There’s a lot of proxy wars going on at the moment, and one – still running strong after several decades – is over St George Orwell. St George bears little relation to George Orwell, the mid-century novelist and writer whose work is full of the contradictions of a bizarre period.

So, the Guardian could rely on an easy laugh when it dug up MI5 reports that suggested that some doofus had said that Orwell (or Orewell as the report sometimes spelt it) had “advanced communist views”.

What a laugh? St George, scourge of the totalitarians, a commie? How dumb could the plod be?

Only trouble is, Orwell did have “advanced communist views” – it’s just that most expressions of them were edited out of the four volume Penguin collected journalism that, in 1968, made the modern Orwell.

Take this bit from the Left Book Club newsletter in 1941:

It is not claimed by Socialists that the change-over to a collectivist economy will make human life happier, easier or even freer immediately. On the contrary, the transition may make life very nearly unbearable for a long period, perhaps for hundreds of years. There is a certain goal we have got to reach — cannot help reaching, ultimately — and the way to it may lead through some dreadful places. What socialists of, I should say, nearly all schools believe is that the destiny and therefore the true happiness of man lies in a society of pure communism …. Socialism — centralised ownership of the means of production plus political democracy — is the necessary next step towards communism, just as capitalism was the necessary next step after feudalism. It is not in itself the final objective and I think we ought to guard against assuming that as a system to live under it will be greatly preferable to democratic capitalism. (Item 782 in the Complete Collected Works)
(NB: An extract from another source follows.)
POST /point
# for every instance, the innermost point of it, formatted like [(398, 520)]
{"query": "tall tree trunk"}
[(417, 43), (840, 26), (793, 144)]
That is clearly not only a Marxist analysis of history, it is a pretty Leninist view of what needs to be done – and unquestionably Orwell writing as a socialist for fellow socialists.

The easy laugh got from the hapless spook’s – as it turns out – accurate description of Orwell’s views is because we live the mini-series view of the period, with WW2 as a crusade against the radical evil of Nazism, rather than a big war blundered into. Orwell campaigned against the war – he was in a Trotskyist internationalist phase at the time – until the day it was declared, after which he joined the fight hoping that it could be turned into a revolutionary struggle and that “we would see Red Guards billeted at the Ritz”.

All this is inconvenient for the Christopher Hitchens and Pamela Bones of the world, who love to quote Orwell’s attacks on the pacifist movement during the war – who love to invoke him in the struggle against Islamofascism, Baathofascism, Inuitofascism, whatever – even though he always described WW2 as “imperialist”, but would later make a list of probable communists for a contact at MI5 (an inconvenient fact Hitchens – whose writing on Orwell reads like the biography of John The Baptist by Jesus Christ – explains away as “a parlour game”).

What does it all prove? That the man was a bundle of contradictions and no argument is advanced by invoking him. It won’t stop people worshipping at the shrine however. After all, some things are so stupid only a neo-con could believe them.